There's no need to get into the arcane numerology that makes up an option symbol. There are just three things you need to know about that instruction.
One: My readers are taking an upside trade on Qualcomm.
Two: This trade will self-destruct next Friday (August 30) at the close of trading. (OK, it doesn't actually self-destruct, but the contract we bought will expire on the 30th.)
Three: We are paying $85 per contract for this trade. I don't know why the options people think it's necessary to tell you the price is $0.85 when it will actually cost you $85. I mean, one option contract covers 100 shares of stock, so each share costs $0.85 to control. But you have to control shares in lots of 100, so the cost is $85.
Now, Qualcomm was up around $1.60 most of Friday. That's where it was when Real Income Trader subscribers got the trade alert. Qualcomm got a nice late-day rally, and those calls we bought finished the day at $0.98.

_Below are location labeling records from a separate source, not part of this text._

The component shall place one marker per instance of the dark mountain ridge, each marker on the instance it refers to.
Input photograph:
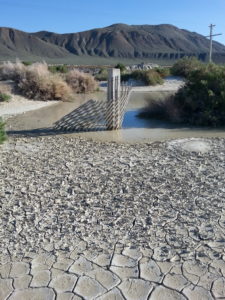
(116, 41)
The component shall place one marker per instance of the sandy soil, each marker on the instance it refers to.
(18, 105)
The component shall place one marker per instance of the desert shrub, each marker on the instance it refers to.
(58, 69)
(27, 63)
(81, 82)
(185, 66)
(163, 72)
(102, 75)
(150, 77)
(12, 71)
(4, 97)
(120, 66)
(202, 100)
(43, 86)
(5, 91)
(2, 131)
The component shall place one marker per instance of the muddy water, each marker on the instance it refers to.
(134, 129)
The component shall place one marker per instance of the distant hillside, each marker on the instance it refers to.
(118, 41)
(16, 43)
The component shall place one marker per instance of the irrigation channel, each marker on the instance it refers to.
(134, 129)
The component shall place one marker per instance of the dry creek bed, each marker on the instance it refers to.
(111, 221)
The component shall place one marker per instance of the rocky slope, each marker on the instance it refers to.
(115, 41)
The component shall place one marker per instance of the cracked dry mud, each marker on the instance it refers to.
(88, 220)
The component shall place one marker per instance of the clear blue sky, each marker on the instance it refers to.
(79, 15)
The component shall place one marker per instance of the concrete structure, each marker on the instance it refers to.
(99, 115)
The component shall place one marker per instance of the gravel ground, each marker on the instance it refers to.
(155, 208)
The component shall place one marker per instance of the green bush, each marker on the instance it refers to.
(58, 69)
(4, 97)
(184, 66)
(150, 77)
(202, 100)
(2, 132)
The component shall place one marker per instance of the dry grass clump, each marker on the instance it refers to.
(37, 83)
(11, 71)
(5, 88)
(81, 82)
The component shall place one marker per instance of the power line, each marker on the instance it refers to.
(211, 35)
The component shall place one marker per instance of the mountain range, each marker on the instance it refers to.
(118, 41)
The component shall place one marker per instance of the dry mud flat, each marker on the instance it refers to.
(88, 220)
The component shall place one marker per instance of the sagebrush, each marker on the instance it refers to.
(201, 101)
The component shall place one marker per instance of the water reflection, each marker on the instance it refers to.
(134, 129)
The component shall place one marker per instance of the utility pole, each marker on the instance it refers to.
(211, 35)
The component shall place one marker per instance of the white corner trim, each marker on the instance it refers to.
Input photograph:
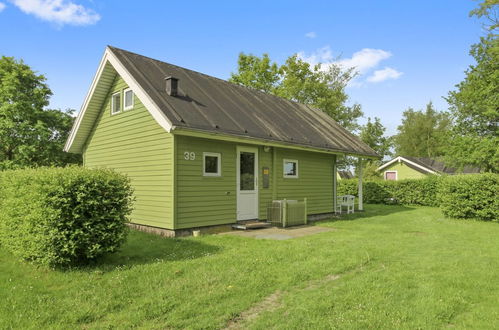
(153, 109)
(402, 159)
(112, 103)
(130, 107)
(396, 175)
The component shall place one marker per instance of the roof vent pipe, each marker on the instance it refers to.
(171, 85)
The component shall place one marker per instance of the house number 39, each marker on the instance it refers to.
(189, 155)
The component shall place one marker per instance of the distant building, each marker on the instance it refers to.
(401, 168)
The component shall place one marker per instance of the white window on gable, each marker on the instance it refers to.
(116, 103)
(127, 99)
(290, 168)
(212, 164)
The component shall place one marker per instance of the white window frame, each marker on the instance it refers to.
(112, 103)
(396, 175)
(130, 107)
(219, 163)
(284, 161)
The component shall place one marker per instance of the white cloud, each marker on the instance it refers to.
(58, 11)
(322, 55)
(363, 62)
(311, 35)
(365, 59)
(384, 74)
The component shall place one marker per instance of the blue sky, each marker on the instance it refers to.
(408, 52)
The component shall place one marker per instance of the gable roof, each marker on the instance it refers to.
(212, 105)
(429, 165)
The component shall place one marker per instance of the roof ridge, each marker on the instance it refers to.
(213, 77)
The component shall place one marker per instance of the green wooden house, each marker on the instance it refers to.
(201, 151)
(400, 168)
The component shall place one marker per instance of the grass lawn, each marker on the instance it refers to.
(389, 267)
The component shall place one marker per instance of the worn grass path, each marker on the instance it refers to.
(390, 267)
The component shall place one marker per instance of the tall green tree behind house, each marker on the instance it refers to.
(422, 133)
(373, 134)
(30, 135)
(322, 87)
(474, 105)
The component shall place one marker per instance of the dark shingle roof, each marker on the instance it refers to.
(345, 174)
(439, 166)
(210, 104)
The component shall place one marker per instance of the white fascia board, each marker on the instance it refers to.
(84, 106)
(400, 158)
(153, 109)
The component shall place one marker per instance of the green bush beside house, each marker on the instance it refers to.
(459, 196)
(63, 216)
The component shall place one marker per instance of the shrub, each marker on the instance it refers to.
(410, 192)
(63, 216)
(416, 191)
(470, 196)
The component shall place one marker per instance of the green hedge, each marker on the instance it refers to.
(63, 216)
(410, 192)
(470, 196)
(459, 196)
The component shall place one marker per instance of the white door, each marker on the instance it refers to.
(247, 183)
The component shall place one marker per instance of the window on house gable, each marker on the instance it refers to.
(290, 168)
(115, 103)
(127, 99)
(211, 164)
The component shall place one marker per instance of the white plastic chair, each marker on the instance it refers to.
(346, 200)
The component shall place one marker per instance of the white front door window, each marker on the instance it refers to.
(247, 183)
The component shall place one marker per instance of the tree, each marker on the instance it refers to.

No, of course we didn't sell.
I don't enter into an option trade unless I think we're going to double our money or better. It doesn't always work out that way; our last four trades were closed for gains of 75%, 72%, and 41%, along with a loss of -61%. But I've got a pretty good feeling on this one...
I've been trading options for 20 years. And I'll tell you something I've learned: Winning options trades usually start out winners. That is, if your timing is right, you catch the stock while it's moving in the desired direction... and it keeps moving.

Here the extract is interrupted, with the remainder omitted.